Schloss Boernicke, the family's castle outside Berlin, was also confiscated by the Nazis and retained by the Soviet authorities in East Germany in the 1945-48 land reform. Prof Schoeps tried and failed to win back the castle in a court action for restitution in the 1990s.

He said: "My family has, in a certain way, been betrayed by Countess Kesselstatt [Elsa]. Legally she was free to act, but what she did was hugely doubtful from a moral point of view."

Asked why he had not acted on previous sales of the family's former paintings, Prof Schoeps, the senior descendant of Paul von Mendelssohn-Bartholdy, replied: "It was not until 1993 when I became aware of the contents of the will - that the pictures, after Elsa's death, were to revert to Paul's family.

"I have my doubts that Paul's four sisters, including my grandmother, knew of the provisions of the will.

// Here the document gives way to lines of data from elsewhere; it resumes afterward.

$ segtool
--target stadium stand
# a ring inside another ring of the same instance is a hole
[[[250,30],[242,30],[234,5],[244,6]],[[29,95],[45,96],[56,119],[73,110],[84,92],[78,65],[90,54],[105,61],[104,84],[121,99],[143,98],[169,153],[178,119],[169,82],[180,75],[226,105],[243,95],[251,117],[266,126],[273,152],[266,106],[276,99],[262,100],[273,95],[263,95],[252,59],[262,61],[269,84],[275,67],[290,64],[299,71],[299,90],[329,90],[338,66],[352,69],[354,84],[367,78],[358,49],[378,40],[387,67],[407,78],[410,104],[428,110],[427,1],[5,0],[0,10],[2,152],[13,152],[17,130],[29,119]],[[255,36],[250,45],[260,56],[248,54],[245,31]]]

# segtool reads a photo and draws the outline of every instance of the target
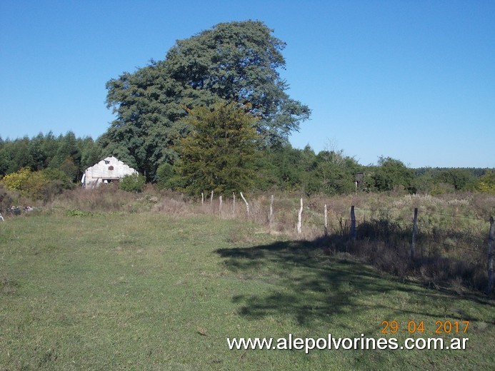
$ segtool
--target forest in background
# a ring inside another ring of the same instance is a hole
[[[258,151],[251,191],[300,192],[306,195],[356,190],[433,195],[456,191],[495,193],[493,169],[413,169],[399,160],[384,157],[376,166],[364,166],[342,150],[316,153],[309,146],[299,149],[288,143]],[[31,199],[49,200],[64,189],[79,187],[84,170],[111,154],[105,153],[98,141],[76,138],[72,132],[0,139],[0,183]],[[160,189],[181,190],[180,178],[174,174],[174,166],[161,164],[151,183]]]

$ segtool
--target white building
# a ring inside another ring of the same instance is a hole
[[[114,156],[107,157],[86,169],[81,183],[83,187],[93,188],[101,183],[119,181],[126,175],[137,171]]]

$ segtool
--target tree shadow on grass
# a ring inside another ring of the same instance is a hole
[[[417,285],[394,282],[392,276],[354,261],[351,257],[332,257],[321,243],[276,242],[217,250],[224,263],[240,279],[272,284],[261,285],[259,293],[234,296],[234,303],[240,305],[239,312],[252,319],[282,315],[307,325],[316,319],[324,317],[327,322],[334,316],[355,316],[371,309],[381,308],[388,315],[408,312],[398,303],[377,303],[376,299],[368,303],[366,298],[371,295],[402,291],[424,296],[424,288]],[[434,290],[429,295],[437,293],[444,295]],[[410,312],[431,317],[445,315],[440,308],[429,308],[421,313]]]

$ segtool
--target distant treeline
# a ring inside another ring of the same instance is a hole
[[[495,190],[493,169],[411,169],[389,157],[379,158],[376,166],[363,166],[353,157],[345,156],[343,151],[316,153],[309,146],[297,149],[289,144],[279,144],[259,148],[257,152],[254,163],[256,176],[252,186],[255,191],[336,195],[356,190],[430,194]],[[49,132],[31,138],[0,138],[0,178],[21,171],[25,175],[26,171],[31,172],[31,181],[44,180],[43,186],[38,184],[40,189],[31,192],[31,195],[44,198],[46,194],[77,186],[86,168],[111,155],[113,153],[106,153],[98,141],[76,138],[71,131],[59,136]],[[174,163],[154,166],[158,170],[154,178],[149,179],[150,183],[161,188],[181,190],[184,179]],[[34,174],[44,176],[36,178]],[[41,188],[44,187],[49,187],[50,192],[43,191]]]

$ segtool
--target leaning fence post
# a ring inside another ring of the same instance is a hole
[[[414,208],[414,218],[413,218],[413,236],[411,241],[411,259],[414,259],[414,250],[416,249],[416,233],[418,230],[418,208]]]
[[[301,233],[302,232],[302,197],[301,198],[301,208],[299,208],[299,213],[297,218],[297,233]]]
[[[271,198],[270,199],[270,216],[269,218],[269,222],[270,225],[274,223],[274,195],[271,195]]]
[[[329,219],[326,216],[326,204],[325,204],[324,208],[324,213],[325,214],[325,237],[326,237],[329,235]]]
[[[494,217],[490,217],[490,231],[488,233],[488,291],[494,288]]]
[[[351,238],[353,241],[356,240],[356,214],[354,205],[351,206]]]

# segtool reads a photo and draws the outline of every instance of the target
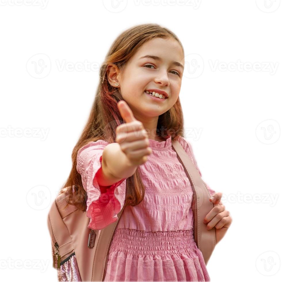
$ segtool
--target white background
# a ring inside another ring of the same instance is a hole
[[[233,218],[211,281],[281,281],[280,0],[0,1],[1,281],[57,281],[47,215],[99,66],[120,33],[148,23],[184,47],[186,137]]]

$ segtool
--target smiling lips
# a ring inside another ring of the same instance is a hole
[[[157,92],[155,92],[155,91],[151,92],[146,90],[145,91],[145,92],[153,97],[158,97],[158,99],[163,99],[164,100],[165,99],[167,98],[167,97],[166,97],[165,94],[160,94]]]

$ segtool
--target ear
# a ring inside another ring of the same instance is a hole
[[[107,75],[109,83],[115,87],[116,83],[118,82],[118,77],[120,70],[116,65],[111,63],[108,65],[107,69]]]

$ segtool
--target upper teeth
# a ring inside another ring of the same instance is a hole
[[[159,94],[158,93],[157,93],[156,92],[150,92],[150,91],[146,91],[146,92],[148,94],[151,94],[152,96],[155,96],[155,97],[158,97],[159,98],[160,98],[161,99],[166,98],[165,95],[163,95],[162,94]]]

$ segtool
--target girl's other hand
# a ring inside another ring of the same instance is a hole
[[[131,164],[142,164],[147,161],[147,156],[152,152],[149,146],[148,134],[143,124],[135,118],[125,101],[119,101],[117,105],[125,123],[116,129],[116,142],[119,144]]]
[[[215,228],[215,237],[217,244],[222,239],[232,221],[230,212],[225,209],[220,200],[222,193],[216,193],[210,198],[214,204],[214,207],[204,219],[204,223],[207,223],[207,229],[210,230]]]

They never mentioned it, and they were out of touch with Elsa, who outlived them all and died in Ascona in 1986. Why she sold, we do not know. We had no files on the family art collection; many papers were destroyed by the Nazis."

Boy with A Pipe, painted when Picasso was 24, broke the world record for the price paid for an individual painting when it was sold at Sotheby's in New York last month.

The previous highest sum paid for a painting was £46 million for van Gogh's The Portrait of Doctor Gachet, which was bought in 1990 by Ryoei Saito, a Japanese paper manufacturer.

Nine of the other 20 most expensive paintings in the world are also by Picasso.

When Mr Mendelssohn-Bartholdy died in 1940, however, nothing by Picasso had sold for more than £880 and similarly nothing by van Gogh had realised as much as £5,000.